L'article 4 ter ajoute à cette liste les familles constituées par le Pacs, qui s'est imposé comme une modalité à part entière de « faire famille ». Je vous proposerai un amendement afin que les couples pacsés sans enfant puissent également adhérer à une association familiale reconnue, au même titre que les couples mariés sans enfant.

L'article 16 bis, introduit à l'initiative de la commission des affaires sociales, protège contre toute sanction, licenciement ou discrimination, les salariés mariés ou pacsés à une personne de même sexe qui refuseraient une mutation dans un État incriminant l'homosexualité. Celle-ci est encore passible de la peine de mort dans sept pays et pénalement sanctionnée dans une soixantaine d'autres. La France, par la voix du Président de la République et de la ministre des droits des femmes, a récemment exprimé devant l'ONU sa volonté d'agir en faveur d'une dépénalisation universelle.

Certes, la jurisprudence de la Cour de Cassation reconnaît déjà la possibilité pour un salarié de refuser une mutation qui porterait une atteinte injustifiée ou disproportionnée à son droit à une vie familiale et personnelle.
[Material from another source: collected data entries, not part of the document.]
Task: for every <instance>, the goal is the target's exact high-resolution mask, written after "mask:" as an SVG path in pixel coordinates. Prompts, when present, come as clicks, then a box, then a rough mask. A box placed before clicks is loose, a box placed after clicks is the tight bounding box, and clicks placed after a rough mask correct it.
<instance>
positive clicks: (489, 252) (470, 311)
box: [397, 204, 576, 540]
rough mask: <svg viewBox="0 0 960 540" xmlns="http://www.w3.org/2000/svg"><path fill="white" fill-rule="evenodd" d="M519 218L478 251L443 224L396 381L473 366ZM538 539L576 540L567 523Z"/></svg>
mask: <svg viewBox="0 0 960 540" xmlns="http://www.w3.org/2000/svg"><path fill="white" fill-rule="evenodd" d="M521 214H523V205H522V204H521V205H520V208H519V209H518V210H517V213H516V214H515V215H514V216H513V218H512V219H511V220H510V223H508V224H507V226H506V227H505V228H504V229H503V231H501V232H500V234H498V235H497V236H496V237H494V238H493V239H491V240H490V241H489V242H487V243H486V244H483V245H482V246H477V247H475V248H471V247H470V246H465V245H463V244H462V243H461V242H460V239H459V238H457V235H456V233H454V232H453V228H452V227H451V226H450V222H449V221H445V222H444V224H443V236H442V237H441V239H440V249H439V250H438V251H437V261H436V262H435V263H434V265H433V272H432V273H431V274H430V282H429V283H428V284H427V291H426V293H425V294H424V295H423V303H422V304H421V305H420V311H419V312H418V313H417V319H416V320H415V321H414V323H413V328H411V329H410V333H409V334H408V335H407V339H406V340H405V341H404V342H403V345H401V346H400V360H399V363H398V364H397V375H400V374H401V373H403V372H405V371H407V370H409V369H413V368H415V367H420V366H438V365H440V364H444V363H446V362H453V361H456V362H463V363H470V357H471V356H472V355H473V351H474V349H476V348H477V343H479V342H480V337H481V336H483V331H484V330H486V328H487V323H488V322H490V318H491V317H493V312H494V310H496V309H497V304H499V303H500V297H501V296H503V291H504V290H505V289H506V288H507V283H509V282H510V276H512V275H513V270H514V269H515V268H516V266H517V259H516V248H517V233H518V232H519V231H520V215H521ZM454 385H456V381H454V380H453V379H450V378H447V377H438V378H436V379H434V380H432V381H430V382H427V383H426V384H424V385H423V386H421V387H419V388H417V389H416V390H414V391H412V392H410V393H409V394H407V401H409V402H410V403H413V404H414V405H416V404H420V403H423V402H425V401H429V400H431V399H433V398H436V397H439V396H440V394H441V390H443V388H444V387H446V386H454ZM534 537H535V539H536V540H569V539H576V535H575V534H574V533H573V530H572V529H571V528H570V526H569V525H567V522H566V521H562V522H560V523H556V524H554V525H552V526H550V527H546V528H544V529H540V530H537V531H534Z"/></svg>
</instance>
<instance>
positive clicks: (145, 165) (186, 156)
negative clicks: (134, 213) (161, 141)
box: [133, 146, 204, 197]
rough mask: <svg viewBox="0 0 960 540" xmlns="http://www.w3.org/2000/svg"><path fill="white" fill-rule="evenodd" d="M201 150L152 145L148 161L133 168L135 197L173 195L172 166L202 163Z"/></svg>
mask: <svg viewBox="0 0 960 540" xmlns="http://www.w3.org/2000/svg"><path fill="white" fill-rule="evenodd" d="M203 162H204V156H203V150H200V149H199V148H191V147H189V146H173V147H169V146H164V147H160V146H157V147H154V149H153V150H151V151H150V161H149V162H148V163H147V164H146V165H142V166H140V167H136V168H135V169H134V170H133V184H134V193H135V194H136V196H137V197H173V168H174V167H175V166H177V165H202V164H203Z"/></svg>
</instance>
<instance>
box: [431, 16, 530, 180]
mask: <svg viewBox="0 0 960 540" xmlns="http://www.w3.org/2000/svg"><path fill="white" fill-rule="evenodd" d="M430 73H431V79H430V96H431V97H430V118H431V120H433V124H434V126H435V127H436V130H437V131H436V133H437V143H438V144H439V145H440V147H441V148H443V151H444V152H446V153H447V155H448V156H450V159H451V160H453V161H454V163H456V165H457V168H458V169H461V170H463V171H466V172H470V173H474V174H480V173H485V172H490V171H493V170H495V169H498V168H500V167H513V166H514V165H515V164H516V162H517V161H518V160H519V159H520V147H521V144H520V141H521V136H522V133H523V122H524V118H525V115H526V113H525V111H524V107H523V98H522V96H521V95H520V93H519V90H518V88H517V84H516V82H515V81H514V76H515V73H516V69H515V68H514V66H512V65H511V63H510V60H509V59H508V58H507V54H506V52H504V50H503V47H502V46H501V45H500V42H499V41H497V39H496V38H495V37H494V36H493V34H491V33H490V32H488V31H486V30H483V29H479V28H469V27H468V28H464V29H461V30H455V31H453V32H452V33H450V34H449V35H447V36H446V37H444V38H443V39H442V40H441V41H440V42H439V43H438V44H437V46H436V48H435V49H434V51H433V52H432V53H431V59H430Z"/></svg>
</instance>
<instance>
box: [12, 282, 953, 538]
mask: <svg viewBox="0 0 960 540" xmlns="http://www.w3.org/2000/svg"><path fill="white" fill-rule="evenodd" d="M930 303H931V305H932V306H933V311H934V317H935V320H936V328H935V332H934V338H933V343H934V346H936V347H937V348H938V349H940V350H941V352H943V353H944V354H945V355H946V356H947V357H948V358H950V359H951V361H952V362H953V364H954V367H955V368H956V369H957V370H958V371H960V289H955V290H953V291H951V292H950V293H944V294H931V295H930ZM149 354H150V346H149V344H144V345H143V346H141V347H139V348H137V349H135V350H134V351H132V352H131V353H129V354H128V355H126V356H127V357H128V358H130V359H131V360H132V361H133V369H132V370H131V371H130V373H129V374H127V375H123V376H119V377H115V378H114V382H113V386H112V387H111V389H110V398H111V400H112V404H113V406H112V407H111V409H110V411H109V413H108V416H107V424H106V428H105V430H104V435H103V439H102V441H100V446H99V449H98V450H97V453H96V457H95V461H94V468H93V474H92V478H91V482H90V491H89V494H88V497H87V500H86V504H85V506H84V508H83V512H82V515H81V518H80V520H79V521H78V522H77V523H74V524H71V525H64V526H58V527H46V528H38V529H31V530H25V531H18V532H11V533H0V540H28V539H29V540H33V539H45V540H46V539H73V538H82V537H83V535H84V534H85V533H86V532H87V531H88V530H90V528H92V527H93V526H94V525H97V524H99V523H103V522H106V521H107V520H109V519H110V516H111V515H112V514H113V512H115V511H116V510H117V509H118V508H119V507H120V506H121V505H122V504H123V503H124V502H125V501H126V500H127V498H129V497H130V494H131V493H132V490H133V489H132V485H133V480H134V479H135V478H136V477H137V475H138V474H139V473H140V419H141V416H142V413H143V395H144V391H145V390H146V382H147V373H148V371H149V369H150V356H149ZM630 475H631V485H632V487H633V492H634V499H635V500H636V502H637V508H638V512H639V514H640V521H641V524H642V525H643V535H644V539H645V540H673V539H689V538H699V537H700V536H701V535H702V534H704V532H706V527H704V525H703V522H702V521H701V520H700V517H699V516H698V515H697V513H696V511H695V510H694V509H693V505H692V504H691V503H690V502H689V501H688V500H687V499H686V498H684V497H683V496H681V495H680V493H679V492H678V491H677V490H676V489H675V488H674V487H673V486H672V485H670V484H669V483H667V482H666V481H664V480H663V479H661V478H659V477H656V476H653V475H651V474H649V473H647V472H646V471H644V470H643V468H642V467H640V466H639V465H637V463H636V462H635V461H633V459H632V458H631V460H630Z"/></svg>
Toutefois, il paraît préférable d'en affirmer le principe dans le code du travail. Or, dans sa rédaction actuelle, l'article ne couvre pas les salariés homosexuels non pacsés ou mariés, ce qui introduit une discrimination en fonction de la situation familiale et, par là-même, un risque de recul par rapport à la jurisprudence. C'est pourquoi je vous présenterai un amendement pour exclure toute dérive de ce type.

Je vous soumettrai en outre deux amendements portant sur des mesures de coordination malencontreusement supprimées par l'Assemblée nationale.

Les nombreuses auditions ont mis en lumière plusieurs sujets qui dépassent le champ du présent projet de loi. Certains, comme les nouvelles formes de parentalité, relèveront du futur projet de loi sur la famille ; d'autres nécessiteront un véhicule spécifique.

Ainsi, plusieurs éléments plaident en faveur d'une réforme globale du système de l'adoption : le manque de lisibilité et de pilotage de notre organisation institutionnelle, tandis que l'adoption internationale se fait plus difficile ; le déclin de l'adoption nationale, quand certains enfants pris en charge par l'aide sociale à l'enfance n'ont presque pas de relations avec leurs parents, ce qui conduit à s'interroger sur la notion de délaissement parental ; la difficulté de l'accès aux origines des enfants adoptés, notamment pour ceux nés à l'étranger ; l'impossibilité pour les couples non mariés de recourir à l'adoption, pourtant ouverte aux célibataires ; l'éventualité d'une nouvelle forme d'adoption plus adaptée au profil des enfants, sans pour autant remettre en cause l'adoption simple et l'adoption plénière. Lors de leur audition, les ministres de la justice et de la famille ont convenu de la nécessité d'une telle réforme. D'autres évolutions du droit de la famille nous attendent ...

Pour finir, je veux récuser quelques contre-vérités trop souvent entendues ces derniers mois. Ce projet de loi ne crée pas un mariage gay, il fait entrer les couples de même sexe dans l'universalité de la loi de la République et leur accorde enfin une citoyenneté pleine et entière. Ce projet ne signe pas la disparition de la famille, au contraire, il la renforce en faisant sortir de la pénombre des familles existantes. Il n'enlève rien aux hétérosexuels, il oblige simplement chacun à en finir avec les préjugés et à penser l'égale dignité des êtres humains.

Un dernier mot pour vous faire part du témoignage d'un jeune homosexuel qui nous a été rapporté par l'association « David et Jonathan » : « Si demain le mariage entre couples de même sexe est institué, imaginez ce que pourra se dire un adolescent homosexuel : un horizon social existe et je suis reconnu par la société dans laquelle je vis ». Je suis fière de contribuer, en tant que parlementaire, à rétablir la justice sociale, à ce que notre société renoue avec la tolérance et le respect des différences.